Filmmaker Katrin Bowen says her first dramatic feature, Amazon Falls, is proof that inspiration can come from the strangest places.
In fact, Bowen says she was compelled to make the film, which just wrapped its 12-day shoot last month in Vancouver, because previous plans for a film fell through.
‘We had all our funding lined up to make Love Bites,’ Bowen says. ‘We were set to go and then our broadcaster, Super Channel, went into [creditor protection in June]. My producer said it was too risky, so we didn’t go ahead with it.’
At that point, Bowen said there was a choice to be made. ‘I could have given in to despair, because I was so ready to make the film. But then I decided to forge ahead with another feature.’
Bowen had long wanted to make a film based on her experiences as a B-movie actress in Los Angeles. In the ’80s, Bowen, then 17, fled her Calgary home and went to the City of Angels to make it big. She worked on ultra-low-budget fare like Battling Amazons and B-Movie Zombie Squad, and befriended Troma Studios co-founder Lloyd Kaufman.
One of the actresses who Bowen befriended at the time was Lana Clarkson. In 2003, Bowen was horrified to read the news that Clarkson had been shot by legendary record producer Phil Spector. ‘I remembered how tough that scene was for aspiring actresses,’ Bowen recalls.

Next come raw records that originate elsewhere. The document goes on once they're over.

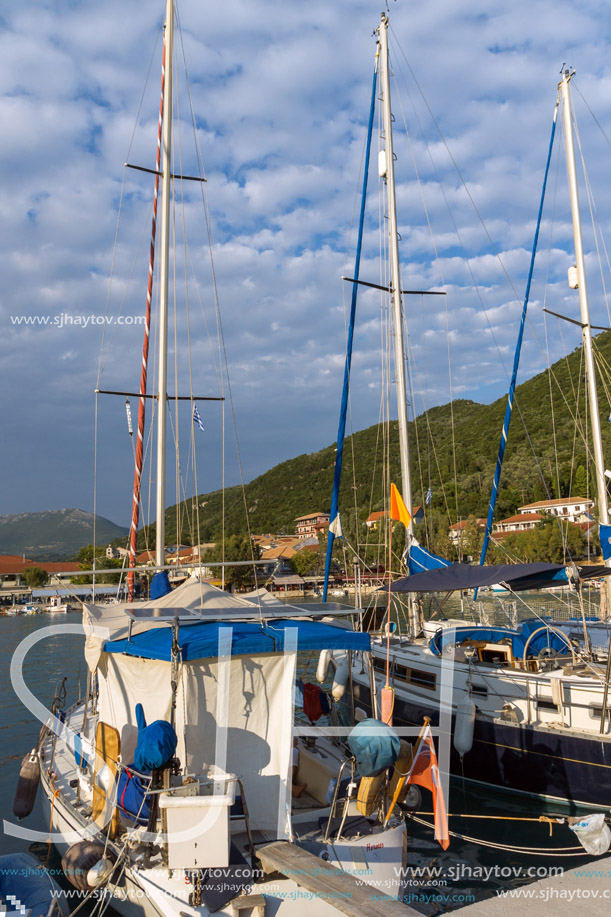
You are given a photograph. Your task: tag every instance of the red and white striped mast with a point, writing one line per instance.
(164, 131)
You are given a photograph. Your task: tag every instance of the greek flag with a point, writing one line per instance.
(196, 418)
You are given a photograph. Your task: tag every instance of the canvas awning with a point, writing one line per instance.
(517, 577)
(201, 641)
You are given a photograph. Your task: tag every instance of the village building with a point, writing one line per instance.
(311, 524)
(569, 509)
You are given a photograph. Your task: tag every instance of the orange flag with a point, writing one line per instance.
(398, 509)
(425, 772)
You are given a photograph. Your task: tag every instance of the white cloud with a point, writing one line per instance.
(281, 94)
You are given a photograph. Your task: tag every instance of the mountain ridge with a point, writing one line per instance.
(54, 535)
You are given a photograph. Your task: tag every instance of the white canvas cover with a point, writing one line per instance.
(194, 593)
(235, 713)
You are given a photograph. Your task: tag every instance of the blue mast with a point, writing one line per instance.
(516, 359)
(334, 518)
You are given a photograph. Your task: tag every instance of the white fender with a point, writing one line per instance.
(342, 670)
(463, 728)
(323, 665)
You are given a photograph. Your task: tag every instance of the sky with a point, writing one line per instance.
(280, 94)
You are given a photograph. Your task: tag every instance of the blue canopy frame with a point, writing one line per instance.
(201, 641)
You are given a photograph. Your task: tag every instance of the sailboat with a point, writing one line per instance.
(168, 788)
(517, 709)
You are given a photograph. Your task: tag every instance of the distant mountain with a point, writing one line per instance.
(54, 535)
(453, 453)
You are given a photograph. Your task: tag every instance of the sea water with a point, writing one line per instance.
(436, 881)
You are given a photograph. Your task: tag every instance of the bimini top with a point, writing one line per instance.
(517, 577)
(203, 641)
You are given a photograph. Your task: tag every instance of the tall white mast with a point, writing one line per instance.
(603, 508)
(163, 281)
(387, 171)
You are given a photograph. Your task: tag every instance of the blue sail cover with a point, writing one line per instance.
(419, 559)
(201, 641)
(517, 577)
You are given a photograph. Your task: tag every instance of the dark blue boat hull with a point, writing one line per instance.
(552, 763)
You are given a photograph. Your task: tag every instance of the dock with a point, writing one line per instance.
(332, 885)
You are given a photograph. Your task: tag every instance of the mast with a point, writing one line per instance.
(163, 281)
(387, 171)
(603, 508)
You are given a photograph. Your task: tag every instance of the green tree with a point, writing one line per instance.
(304, 562)
(34, 577)
(580, 482)
(236, 547)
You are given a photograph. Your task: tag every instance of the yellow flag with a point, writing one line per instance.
(398, 509)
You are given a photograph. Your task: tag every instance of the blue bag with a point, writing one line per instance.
(375, 747)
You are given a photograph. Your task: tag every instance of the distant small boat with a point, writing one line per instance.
(56, 605)
(31, 609)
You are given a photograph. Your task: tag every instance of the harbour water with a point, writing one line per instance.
(436, 881)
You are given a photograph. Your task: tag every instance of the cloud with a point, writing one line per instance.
(280, 94)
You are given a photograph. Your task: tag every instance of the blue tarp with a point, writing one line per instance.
(201, 641)
(546, 639)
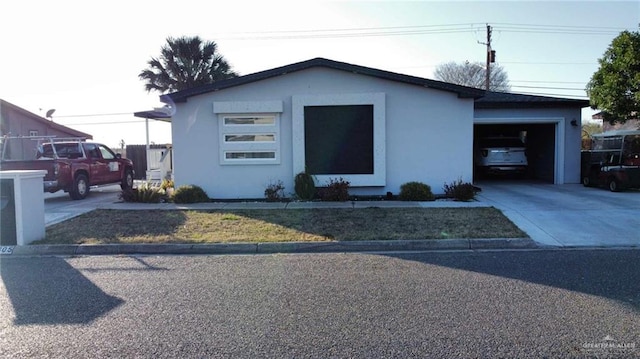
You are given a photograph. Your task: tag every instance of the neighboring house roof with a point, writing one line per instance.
(513, 100)
(462, 91)
(48, 123)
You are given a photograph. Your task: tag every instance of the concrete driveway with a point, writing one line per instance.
(568, 215)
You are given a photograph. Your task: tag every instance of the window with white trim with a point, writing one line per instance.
(249, 139)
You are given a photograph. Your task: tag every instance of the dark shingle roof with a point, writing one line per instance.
(514, 100)
(462, 91)
(482, 99)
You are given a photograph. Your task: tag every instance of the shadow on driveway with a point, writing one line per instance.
(612, 274)
(50, 291)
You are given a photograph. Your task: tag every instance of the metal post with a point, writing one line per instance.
(146, 122)
(487, 81)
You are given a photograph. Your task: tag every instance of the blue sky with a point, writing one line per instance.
(82, 58)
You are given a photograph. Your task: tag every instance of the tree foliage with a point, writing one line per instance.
(473, 74)
(185, 62)
(614, 87)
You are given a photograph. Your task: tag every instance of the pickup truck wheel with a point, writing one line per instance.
(614, 186)
(80, 188)
(127, 180)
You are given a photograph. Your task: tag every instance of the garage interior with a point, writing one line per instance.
(540, 143)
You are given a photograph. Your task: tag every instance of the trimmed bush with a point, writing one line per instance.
(274, 192)
(166, 184)
(337, 190)
(304, 186)
(460, 191)
(145, 193)
(190, 194)
(416, 191)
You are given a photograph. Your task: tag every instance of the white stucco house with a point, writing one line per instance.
(374, 128)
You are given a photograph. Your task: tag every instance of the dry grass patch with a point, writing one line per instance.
(268, 225)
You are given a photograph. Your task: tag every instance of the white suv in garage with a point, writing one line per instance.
(501, 155)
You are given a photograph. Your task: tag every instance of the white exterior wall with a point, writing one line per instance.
(567, 160)
(428, 134)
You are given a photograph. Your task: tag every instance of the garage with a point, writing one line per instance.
(548, 127)
(539, 140)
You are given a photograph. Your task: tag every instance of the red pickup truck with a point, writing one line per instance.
(75, 166)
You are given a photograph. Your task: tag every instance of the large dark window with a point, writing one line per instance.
(338, 139)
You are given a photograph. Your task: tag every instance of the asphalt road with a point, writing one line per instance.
(449, 305)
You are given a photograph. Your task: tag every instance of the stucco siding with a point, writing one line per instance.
(427, 134)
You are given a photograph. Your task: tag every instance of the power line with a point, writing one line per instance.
(550, 88)
(418, 30)
(103, 123)
(98, 115)
(550, 82)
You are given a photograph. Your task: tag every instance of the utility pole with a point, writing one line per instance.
(487, 79)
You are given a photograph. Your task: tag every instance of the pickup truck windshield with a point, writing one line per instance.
(64, 150)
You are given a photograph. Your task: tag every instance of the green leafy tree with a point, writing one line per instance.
(614, 87)
(473, 74)
(185, 62)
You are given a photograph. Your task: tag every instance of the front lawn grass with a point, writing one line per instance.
(289, 225)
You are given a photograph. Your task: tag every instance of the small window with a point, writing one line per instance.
(248, 139)
(264, 137)
(260, 121)
(250, 155)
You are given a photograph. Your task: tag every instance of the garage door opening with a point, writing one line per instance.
(539, 140)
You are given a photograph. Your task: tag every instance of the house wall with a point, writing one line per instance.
(568, 144)
(427, 134)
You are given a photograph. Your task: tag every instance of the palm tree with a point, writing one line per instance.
(185, 62)
(473, 74)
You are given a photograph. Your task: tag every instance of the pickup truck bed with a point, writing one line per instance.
(76, 166)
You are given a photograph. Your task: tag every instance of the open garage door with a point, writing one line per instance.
(540, 143)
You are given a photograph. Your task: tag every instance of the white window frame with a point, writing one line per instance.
(226, 147)
(379, 176)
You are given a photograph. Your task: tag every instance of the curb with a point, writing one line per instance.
(276, 247)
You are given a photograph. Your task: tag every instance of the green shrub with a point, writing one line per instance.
(337, 190)
(416, 191)
(460, 191)
(166, 184)
(304, 186)
(274, 192)
(145, 193)
(190, 194)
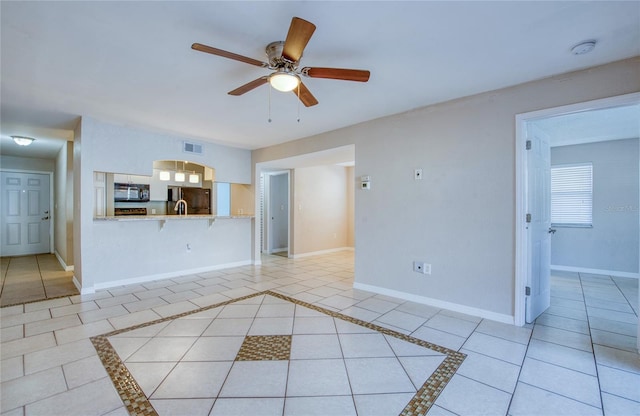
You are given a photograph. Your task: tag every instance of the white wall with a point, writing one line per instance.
(108, 252)
(63, 205)
(611, 245)
(321, 208)
(26, 164)
(461, 216)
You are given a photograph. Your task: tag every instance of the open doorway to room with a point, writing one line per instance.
(305, 204)
(275, 212)
(602, 134)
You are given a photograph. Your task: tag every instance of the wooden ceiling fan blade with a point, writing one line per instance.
(300, 32)
(305, 95)
(230, 55)
(359, 75)
(249, 86)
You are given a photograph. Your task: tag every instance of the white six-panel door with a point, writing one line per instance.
(25, 213)
(538, 224)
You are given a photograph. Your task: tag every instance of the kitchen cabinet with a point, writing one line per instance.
(158, 188)
(124, 178)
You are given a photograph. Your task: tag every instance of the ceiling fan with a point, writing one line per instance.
(284, 58)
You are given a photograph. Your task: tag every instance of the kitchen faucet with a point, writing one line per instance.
(181, 201)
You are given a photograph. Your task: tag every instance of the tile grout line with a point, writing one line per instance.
(593, 350)
(134, 399)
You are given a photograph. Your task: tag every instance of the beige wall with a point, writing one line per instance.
(242, 199)
(350, 207)
(320, 209)
(461, 217)
(63, 203)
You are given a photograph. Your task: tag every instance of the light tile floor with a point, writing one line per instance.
(579, 357)
(30, 278)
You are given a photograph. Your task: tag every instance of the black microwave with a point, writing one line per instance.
(130, 192)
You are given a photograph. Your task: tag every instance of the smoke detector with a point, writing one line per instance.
(583, 47)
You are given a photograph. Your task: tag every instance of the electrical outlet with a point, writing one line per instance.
(421, 267)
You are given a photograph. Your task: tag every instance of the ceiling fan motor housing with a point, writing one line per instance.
(276, 60)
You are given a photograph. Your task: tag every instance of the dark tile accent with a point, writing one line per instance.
(265, 348)
(138, 404)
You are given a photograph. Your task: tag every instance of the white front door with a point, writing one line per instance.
(538, 224)
(25, 213)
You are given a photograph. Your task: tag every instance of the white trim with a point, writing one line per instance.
(320, 252)
(482, 313)
(277, 250)
(521, 185)
(83, 291)
(62, 263)
(595, 271)
(161, 276)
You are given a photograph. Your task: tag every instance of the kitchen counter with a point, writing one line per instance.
(162, 219)
(170, 217)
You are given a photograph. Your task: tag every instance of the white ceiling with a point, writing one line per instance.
(131, 62)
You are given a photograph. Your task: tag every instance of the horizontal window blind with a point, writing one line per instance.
(572, 194)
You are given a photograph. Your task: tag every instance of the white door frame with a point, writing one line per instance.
(52, 249)
(522, 246)
(257, 247)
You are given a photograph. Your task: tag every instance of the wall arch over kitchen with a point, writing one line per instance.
(165, 187)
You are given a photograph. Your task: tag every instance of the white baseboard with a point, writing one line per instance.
(595, 271)
(316, 253)
(62, 263)
(83, 291)
(160, 276)
(468, 310)
(278, 250)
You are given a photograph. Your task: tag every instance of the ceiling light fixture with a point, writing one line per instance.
(284, 81)
(22, 140)
(583, 47)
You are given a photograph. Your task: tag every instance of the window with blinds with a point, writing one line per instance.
(572, 195)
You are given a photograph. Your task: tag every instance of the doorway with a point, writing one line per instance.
(277, 214)
(25, 218)
(528, 264)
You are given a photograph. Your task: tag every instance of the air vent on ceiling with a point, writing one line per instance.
(192, 148)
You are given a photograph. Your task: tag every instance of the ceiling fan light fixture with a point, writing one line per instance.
(284, 81)
(22, 140)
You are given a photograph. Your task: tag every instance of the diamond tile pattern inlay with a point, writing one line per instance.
(303, 352)
(265, 348)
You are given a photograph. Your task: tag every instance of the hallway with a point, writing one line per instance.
(33, 278)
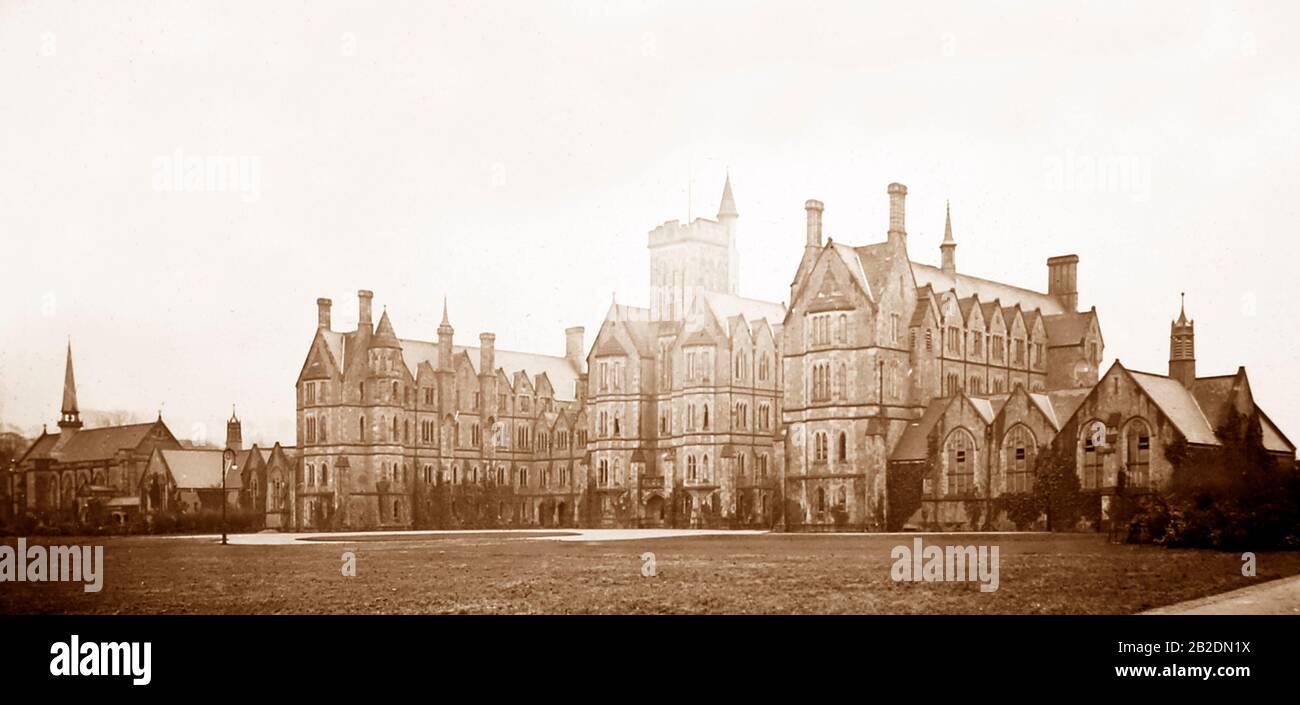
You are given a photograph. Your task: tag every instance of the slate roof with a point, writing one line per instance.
(194, 468)
(966, 285)
(914, 445)
(1178, 405)
(90, 444)
(1065, 329)
(724, 306)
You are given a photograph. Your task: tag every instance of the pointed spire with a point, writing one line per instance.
(384, 333)
(69, 416)
(948, 223)
(728, 204)
(948, 249)
(69, 384)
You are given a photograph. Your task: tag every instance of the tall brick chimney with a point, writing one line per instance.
(573, 346)
(486, 353)
(363, 308)
(1062, 280)
(814, 210)
(897, 213)
(323, 307)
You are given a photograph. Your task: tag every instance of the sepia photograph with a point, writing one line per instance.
(952, 316)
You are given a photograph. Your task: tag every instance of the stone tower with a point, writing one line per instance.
(234, 432)
(1182, 347)
(687, 259)
(69, 416)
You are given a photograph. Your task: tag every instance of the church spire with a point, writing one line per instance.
(69, 416)
(1182, 347)
(948, 249)
(727, 208)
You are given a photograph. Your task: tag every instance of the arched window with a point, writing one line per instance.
(1138, 454)
(1092, 462)
(961, 466)
(1018, 452)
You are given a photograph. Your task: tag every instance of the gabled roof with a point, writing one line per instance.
(560, 372)
(987, 290)
(1273, 437)
(1065, 402)
(194, 468)
(384, 334)
(1178, 405)
(726, 306)
(914, 444)
(1067, 329)
(90, 444)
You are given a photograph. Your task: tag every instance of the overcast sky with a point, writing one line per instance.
(512, 156)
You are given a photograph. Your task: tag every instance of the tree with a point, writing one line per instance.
(1056, 487)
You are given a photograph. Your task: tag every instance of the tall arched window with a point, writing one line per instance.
(960, 449)
(1018, 453)
(1138, 455)
(1092, 462)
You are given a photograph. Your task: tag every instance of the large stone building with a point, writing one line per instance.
(685, 397)
(969, 450)
(871, 338)
(399, 432)
(64, 475)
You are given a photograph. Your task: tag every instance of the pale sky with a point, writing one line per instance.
(512, 156)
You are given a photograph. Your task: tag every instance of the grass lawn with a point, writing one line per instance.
(498, 572)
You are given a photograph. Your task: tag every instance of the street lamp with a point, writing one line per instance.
(228, 463)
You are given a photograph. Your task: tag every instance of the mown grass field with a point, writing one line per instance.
(502, 572)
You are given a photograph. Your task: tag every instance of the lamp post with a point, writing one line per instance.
(228, 463)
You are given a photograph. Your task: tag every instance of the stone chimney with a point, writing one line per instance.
(897, 212)
(323, 307)
(486, 353)
(814, 210)
(363, 308)
(573, 346)
(1062, 280)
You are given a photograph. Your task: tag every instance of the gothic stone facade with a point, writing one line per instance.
(871, 337)
(398, 432)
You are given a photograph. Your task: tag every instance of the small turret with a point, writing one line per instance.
(1182, 347)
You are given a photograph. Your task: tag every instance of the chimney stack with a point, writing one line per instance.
(814, 210)
(1062, 280)
(573, 346)
(323, 307)
(486, 353)
(363, 307)
(897, 212)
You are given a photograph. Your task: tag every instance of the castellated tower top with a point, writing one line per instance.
(690, 258)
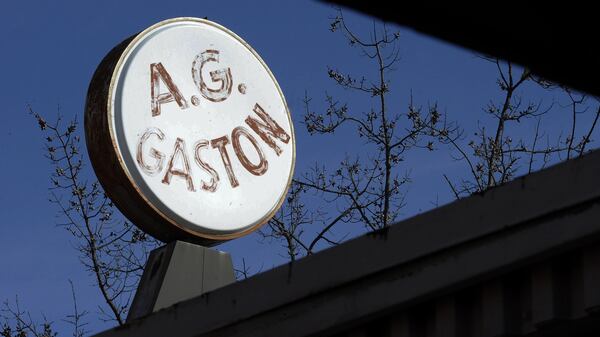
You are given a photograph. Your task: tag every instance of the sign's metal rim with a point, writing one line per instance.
(113, 82)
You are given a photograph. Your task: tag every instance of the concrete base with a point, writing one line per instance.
(179, 271)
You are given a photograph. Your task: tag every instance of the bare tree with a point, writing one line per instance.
(497, 157)
(364, 190)
(110, 248)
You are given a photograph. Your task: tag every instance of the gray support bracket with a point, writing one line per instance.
(179, 271)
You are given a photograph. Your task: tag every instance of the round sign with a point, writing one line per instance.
(189, 132)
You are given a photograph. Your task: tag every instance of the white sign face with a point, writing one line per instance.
(201, 127)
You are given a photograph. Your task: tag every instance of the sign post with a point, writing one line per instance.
(189, 133)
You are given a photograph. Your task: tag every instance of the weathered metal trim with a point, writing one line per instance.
(111, 170)
(457, 245)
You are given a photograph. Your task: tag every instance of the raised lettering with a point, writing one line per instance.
(222, 75)
(214, 176)
(267, 129)
(158, 73)
(221, 143)
(185, 173)
(262, 166)
(159, 156)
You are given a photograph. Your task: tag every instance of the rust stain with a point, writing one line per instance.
(267, 128)
(220, 143)
(157, 73)
(222, 76)
(186, 173)
(262, 166)
(159, 156)
(214, 180)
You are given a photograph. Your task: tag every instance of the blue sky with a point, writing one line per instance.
(51, 48)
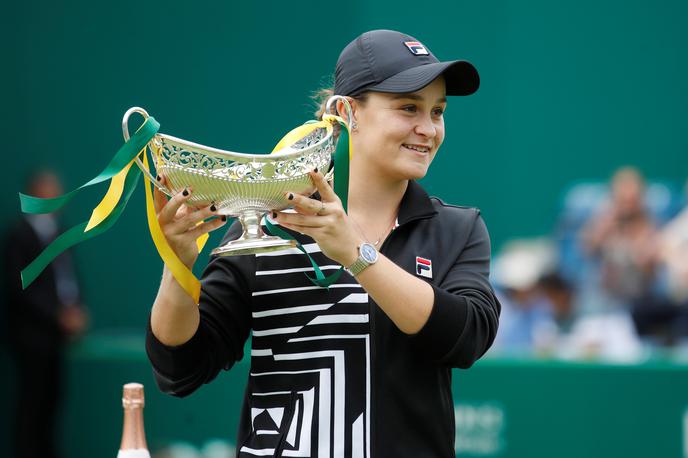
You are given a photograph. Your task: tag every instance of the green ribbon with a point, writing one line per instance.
(124, 156)
(77, 235)
(341, 188)
(320, 278)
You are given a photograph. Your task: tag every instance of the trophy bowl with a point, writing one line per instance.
(246, 186)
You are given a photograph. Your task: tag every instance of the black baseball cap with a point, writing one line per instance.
(389, 61)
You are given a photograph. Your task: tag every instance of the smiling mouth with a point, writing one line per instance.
(417, 148)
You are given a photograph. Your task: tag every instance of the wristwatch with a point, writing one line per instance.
(367, 255)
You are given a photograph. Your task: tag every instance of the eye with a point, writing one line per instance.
(438, 111)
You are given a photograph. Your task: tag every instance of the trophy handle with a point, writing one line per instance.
(125, 132)
(331, 107)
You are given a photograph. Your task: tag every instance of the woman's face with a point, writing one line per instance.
(399, 134)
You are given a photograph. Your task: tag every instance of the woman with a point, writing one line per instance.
(362, 368)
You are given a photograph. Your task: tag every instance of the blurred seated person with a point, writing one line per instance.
(666, 317)
(40, 320)
(527, 321)
(622, 237)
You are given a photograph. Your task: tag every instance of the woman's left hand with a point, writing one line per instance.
(323, 220)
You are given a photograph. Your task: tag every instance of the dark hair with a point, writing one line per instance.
(321, 96)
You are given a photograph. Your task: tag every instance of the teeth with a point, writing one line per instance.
(421, 149)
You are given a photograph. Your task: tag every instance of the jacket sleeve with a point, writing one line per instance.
(222, 332)
(465, 315)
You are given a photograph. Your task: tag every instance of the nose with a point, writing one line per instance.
(426, 127)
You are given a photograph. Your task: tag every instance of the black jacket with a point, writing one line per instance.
(331, 375)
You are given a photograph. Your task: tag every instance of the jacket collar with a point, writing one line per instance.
(415, 204)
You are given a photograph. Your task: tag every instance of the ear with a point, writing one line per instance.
(341, 110)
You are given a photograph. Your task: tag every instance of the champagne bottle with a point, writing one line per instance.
(133, 435)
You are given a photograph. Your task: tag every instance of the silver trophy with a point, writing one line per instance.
(243, 185)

Bowen says she was reluctant to write the screenplay herself, as she worried it would become ‘too sentimental’ in her hands. So she discussed her ideas with a student she had taught in a class at the Vancouver Film School, Curry Hitchborn. ‘He’s really a brilliant guy, and I loved what he did with the script.’
The story involves different generations of actresses working on sleazy B-movies, and how they deal with imperfect conditions of their jobs. April Telek plays a B-movie actress whose star is fading. Telek takes a younger actress (played by Anna Mae Routledge) under her wing on the B-movie sets.
Bowen says the experience of making Amazon Falls taught her that almost anything is possible. ‘People worked for points. We made this on a shoestring of about $50,000. We couldn’t have done this without our producer, Darren Reiter, who put up his own money because he believed in the script so strongly.
‘Even if I didn’t get a chance to make Love Bites at a much bigger budget, this showed me that I could make a feature,’ says Bowen, who hopes to have a final cut of Amazon Falls ready to submit to Sundance. ‘You can spend a whole life waiting and never make a film.’